Intereval is a command-line tool for evaluating and comparing Large Language Models (LLMs) available through Ollama. It provides an interactive and non-interactive interface to streamline the process of testing prompts against different models and evaluating their responses.
- Interactive Mode: A user-friendly, guided experience for setting up evaluations.
- Non-Interactive Mode: Run evaluations using command-line arguments for easy scripting and automation.
- Configuration Files: Save and reuse evaluation setups in YAML format.
- Two Evaluation Modes:
- One-Prompt-Many-Models: Test a single prompt against multiple LLMs.
- Many-Prompts-One-Model: Test multiple prompts against a single LLM.
- Flexible Evaluation: Evaluate responses based on an expected "golden" response or a set of instructions (rubric).
- Rich Output: Presents evaluation results in a clean, readable table format.
- Python 3.8+
- Docker (optional, for containerized execution)
- Ollama installed with at least one model already downloaded and running.
-
Clone the repository:
git clone https://github.com/avedave/intereval.git cd intereval -
Create and activate a virtual environment:
# On Windows, you may need to use 'python' instead of 'python3' python3 -m venv .venv source .venv/bin/activate
-
Install the dependencies:
pip install -r requirements.txt
Intereval can be run in three main ways: interactive mode, non-interactive mode, and from a configuration file.
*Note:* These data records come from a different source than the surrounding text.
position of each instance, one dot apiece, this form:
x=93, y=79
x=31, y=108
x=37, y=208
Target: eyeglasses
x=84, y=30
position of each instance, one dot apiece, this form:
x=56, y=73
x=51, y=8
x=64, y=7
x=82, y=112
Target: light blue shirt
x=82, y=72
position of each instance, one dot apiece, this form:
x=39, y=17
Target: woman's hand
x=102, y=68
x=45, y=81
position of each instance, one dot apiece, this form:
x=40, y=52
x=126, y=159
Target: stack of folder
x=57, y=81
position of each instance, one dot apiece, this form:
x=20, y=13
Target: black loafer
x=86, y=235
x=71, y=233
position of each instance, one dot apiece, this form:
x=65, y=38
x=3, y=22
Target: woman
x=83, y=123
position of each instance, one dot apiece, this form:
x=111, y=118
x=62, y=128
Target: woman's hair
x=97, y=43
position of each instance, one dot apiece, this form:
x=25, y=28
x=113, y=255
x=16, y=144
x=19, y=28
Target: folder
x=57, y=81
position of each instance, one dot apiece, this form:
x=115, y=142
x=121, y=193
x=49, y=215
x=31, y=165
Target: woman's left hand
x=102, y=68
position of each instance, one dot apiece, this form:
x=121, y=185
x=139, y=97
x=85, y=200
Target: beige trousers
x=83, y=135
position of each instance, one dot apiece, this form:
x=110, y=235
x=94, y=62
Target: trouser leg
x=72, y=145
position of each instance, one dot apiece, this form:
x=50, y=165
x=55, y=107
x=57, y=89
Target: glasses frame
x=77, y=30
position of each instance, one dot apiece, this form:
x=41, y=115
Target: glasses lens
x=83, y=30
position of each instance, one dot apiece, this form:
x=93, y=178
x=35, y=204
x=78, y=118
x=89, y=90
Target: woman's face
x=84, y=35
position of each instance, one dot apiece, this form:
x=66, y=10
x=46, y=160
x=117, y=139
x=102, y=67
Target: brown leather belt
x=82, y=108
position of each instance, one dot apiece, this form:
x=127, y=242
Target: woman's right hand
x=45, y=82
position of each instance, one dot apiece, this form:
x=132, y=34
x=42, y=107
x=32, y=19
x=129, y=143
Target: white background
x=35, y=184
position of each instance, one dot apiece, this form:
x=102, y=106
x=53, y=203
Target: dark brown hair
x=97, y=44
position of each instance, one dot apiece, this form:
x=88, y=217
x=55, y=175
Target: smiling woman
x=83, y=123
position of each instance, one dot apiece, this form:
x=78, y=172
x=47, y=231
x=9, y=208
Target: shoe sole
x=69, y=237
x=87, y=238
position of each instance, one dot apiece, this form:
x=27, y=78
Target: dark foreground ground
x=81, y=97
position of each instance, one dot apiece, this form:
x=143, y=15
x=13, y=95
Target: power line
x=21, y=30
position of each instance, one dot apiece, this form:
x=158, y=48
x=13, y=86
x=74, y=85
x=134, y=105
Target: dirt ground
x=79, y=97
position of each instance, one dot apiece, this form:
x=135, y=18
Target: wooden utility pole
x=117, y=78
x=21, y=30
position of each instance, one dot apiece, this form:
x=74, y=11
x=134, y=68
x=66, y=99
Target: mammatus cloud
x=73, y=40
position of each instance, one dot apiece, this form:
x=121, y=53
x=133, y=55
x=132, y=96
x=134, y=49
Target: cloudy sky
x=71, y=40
To start the interactive session, run the following command:
python -m src.intereval.mainThe tool will guide you through selecting the evaluation mode, providing prompts, choosing models, and setting up the evaluation criteria.
For quick evaluations, you can use command-line arguments.
Example: One prompt against multiple models
python -m src.intereval.main \
--mode one-prompt-many-models \
--prompt "What is the capital of France?" \
--models llama3 qwen:7b \
--instructions "Is the answer Paris?" \
--eval-model llama3You can also run an evaluation from a YAML configuration file.
- Create a
config.yamlfile (or let the interactive mode generate one for you in theconfig/directory). - Run the evaluation:
python -m src.intereval.main --config /path/to/your/config.yaml
You can build and run Intereval using Docker.
- Build the Docker image:
docker build -t intereval . - Run the Docker container:
Note:
docker run -it --rm --network=host intereval
--network=hostis used to allow the container to connect to the Ollama service running on the host machine.
/
├── config/ # Stores generated YAML configuration files
├── eval_prompts/ # Stores evaluation prompts/instructions
├── prompts/ # Stores user-defined prompts
├── results/ # Stores evaluation results in JSON format
└── src/
└── intereval/
├── main.py # Main application logic
└── templates/ # Templates for evaluation prompts
Contributions are welcome! Please feel free to submit a pull request or open an issue.
This project is licensed under the MIT License. See the LICENSE file for details.